En 2020, certaines filiales d’Isolux Corsan sont toujours opérationnelles, citées dans le rapport sur le marché mondial de la construction. La déclaration de « la faillite » était-elle « une ruse » pour fuir les engagements contractuels? Qu’en est-il des autres projets d’Isolux Corsan en Algérie? Il n’existe aucune indication pour l’instant.
La fin des travaux prévue pour mars 2021
Dans un premier temps, une entreprise turque, en charge du tramway de Sidi Bel Abbes, et une société chinoise, qui construit le tramway d’Ouargla, ont été sollicitées pour reprendre le projet. Finalement, les travaux ont été confiés à Cosider, comme pour ceux de l’extension du tramway de Constantine sur 11 km, au début de 2018. Selon le contrat initial, le projet du tramway de Mostaganem devait être achevé le 15 janvier 2017.

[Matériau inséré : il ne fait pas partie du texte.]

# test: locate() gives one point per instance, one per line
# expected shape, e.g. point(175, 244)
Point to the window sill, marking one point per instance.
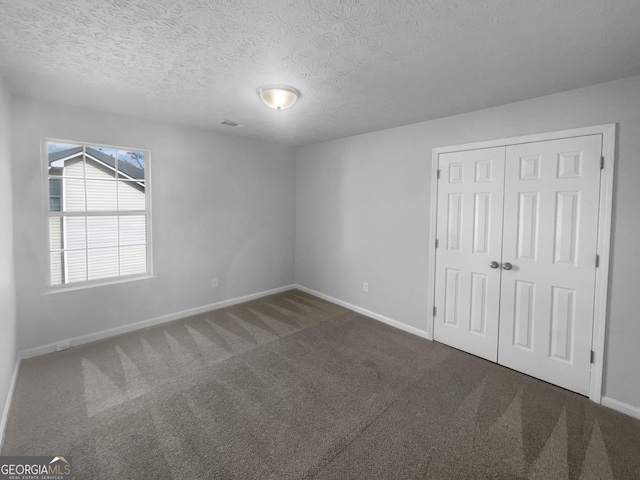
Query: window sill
point(71, 288)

Fin juillet 2019, l’ancien ministre des Travaux publics Mustapha Kouraba a annoncé que la réception et la mise en service du tramway de Mostaganem se fera à la fin du premier semestre 2020. Promesse non tenue. Fin juillet 2020, l’actuel ministre des Travaux publics Farouk Chiali a avancé une nouvelle date pour l’exploitation commerciale de ce tramway : mars 2021.

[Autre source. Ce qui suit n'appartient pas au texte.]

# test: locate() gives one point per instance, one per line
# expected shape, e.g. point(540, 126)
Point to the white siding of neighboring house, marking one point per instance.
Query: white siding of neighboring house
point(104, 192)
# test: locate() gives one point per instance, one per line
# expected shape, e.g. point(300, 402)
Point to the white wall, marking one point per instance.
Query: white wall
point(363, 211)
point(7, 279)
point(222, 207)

« Les entreprises chargées de la réalisation de ce projet de transport moderne de la ville de Mostaganem se sont engagées à livrer les tranches 1 et 2 au mois de novembre prochain et entamer les essais techniques avant la fin de 2020 », a-t-il précisé. Selon lui, les entreprises spécialisées dans les travaux publics disposent de l’expertise et de la compétence nécessaires pour relever les défis au niveau national et « sont à même de conquérir des marchés extérieurs, notamment africains, et avoir des commandes pour réaliser des projets similaires au niveau de ces pays ». Le ministre a annoncé avoir nommé un cadre supérieur de son département « pour assurer le suivi du restant des travaux et effectuer des visites sur les chantiers ». Le taux d’avancement des travaux d’aménagement de la plateforme, de pose des rails, d’installation des lignes et des infrastructures techniques aurait atteint 96 %.
« Si, on m’avait demandé mon avis, j’aurai dit non ! »

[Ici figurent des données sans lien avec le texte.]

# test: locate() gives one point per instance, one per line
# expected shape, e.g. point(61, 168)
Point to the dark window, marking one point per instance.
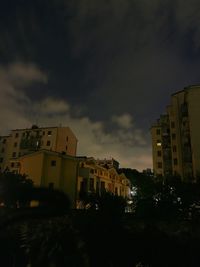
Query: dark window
point(116, 191)
point(83, 185)
point(102, 186)
point(175, 161)
point(53, 163)
point(51, 185)
point(173, 136)
point(174, 148)
point(15, 144)
point(48, 143)
point(97, 187)
point(91, 186)
point(158, 131)
point(159, 164)
point(172, 124)
point(159, 153)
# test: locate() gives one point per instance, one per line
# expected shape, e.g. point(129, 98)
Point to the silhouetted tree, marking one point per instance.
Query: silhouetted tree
point(15, 189)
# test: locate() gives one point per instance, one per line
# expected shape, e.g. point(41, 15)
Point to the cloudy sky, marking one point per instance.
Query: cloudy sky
point(106, 68)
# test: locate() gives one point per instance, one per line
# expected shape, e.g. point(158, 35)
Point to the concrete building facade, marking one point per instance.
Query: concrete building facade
point(94, 178)
point(175, 136)
point(24, 141)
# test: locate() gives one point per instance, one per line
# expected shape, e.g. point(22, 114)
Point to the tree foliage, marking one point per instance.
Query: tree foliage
point(15, 189)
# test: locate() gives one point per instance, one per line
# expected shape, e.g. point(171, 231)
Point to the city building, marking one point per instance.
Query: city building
point(51, 170)
point(175, 136)
point(95, 178)
point(72, 175)
point(108, 163)
point(24, 141)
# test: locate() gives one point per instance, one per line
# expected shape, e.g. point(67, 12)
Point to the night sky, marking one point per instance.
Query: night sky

Le tramway de Mostaganem, qui aura deux lignes, s’étendra sur 14,2 km, doté d’un viaduc de 177 mètres et de trois passages souterrains. Disposant de 25 rames, le tramway passera par 24 stations avec une capacité maximale de transport de 5000 passagers par heure. La première ligne reliera le quartier côtier de la Salamandre au pôle universitaire de Kharouba en passant par le centre-ville. La seconde ligne reliera l’ancienne gare ferroviaire à la gare routière de la cité 5 juillet en passant par quartier Belkacem Benyahia.
Le projet inclut la création de 6 pôles d’échange bus-tramway et de 10 parkings. « Le jour où le tramway sera ouvert au public, je ferais une fête », plaisante Rafik, gérant d’une pizzeria. « Regardez, les agents en gilets oranges et jaunes travaillent presque chaque jour, y compris les week-end, comme s’ils sont sous pression. Comme d’habitude, on traine, on perd du temps avant d’accélérer le rythme pour achever les projets », regrette-t-il avant de s’intéresser aux commandes de ses clients.
Ahmed, retraité de l’éducation nationale, est peiné par le fait que le projet du tramway ait défiguré la ville de Mostaganem. « Si, on m’avait demandé mon avis, j’aurai dit non ! Mais, bon…Fallait-il avoir un tramway à Mostaganem? Ce débat n’a pas eu lieu. En plus, quelle est l’ampleur des pertes financières après les retards enregistrés dans le projet. On n’en saura probablement rien », dit-il avant de rejoindre la boulangerie située à deux pas de son appartement.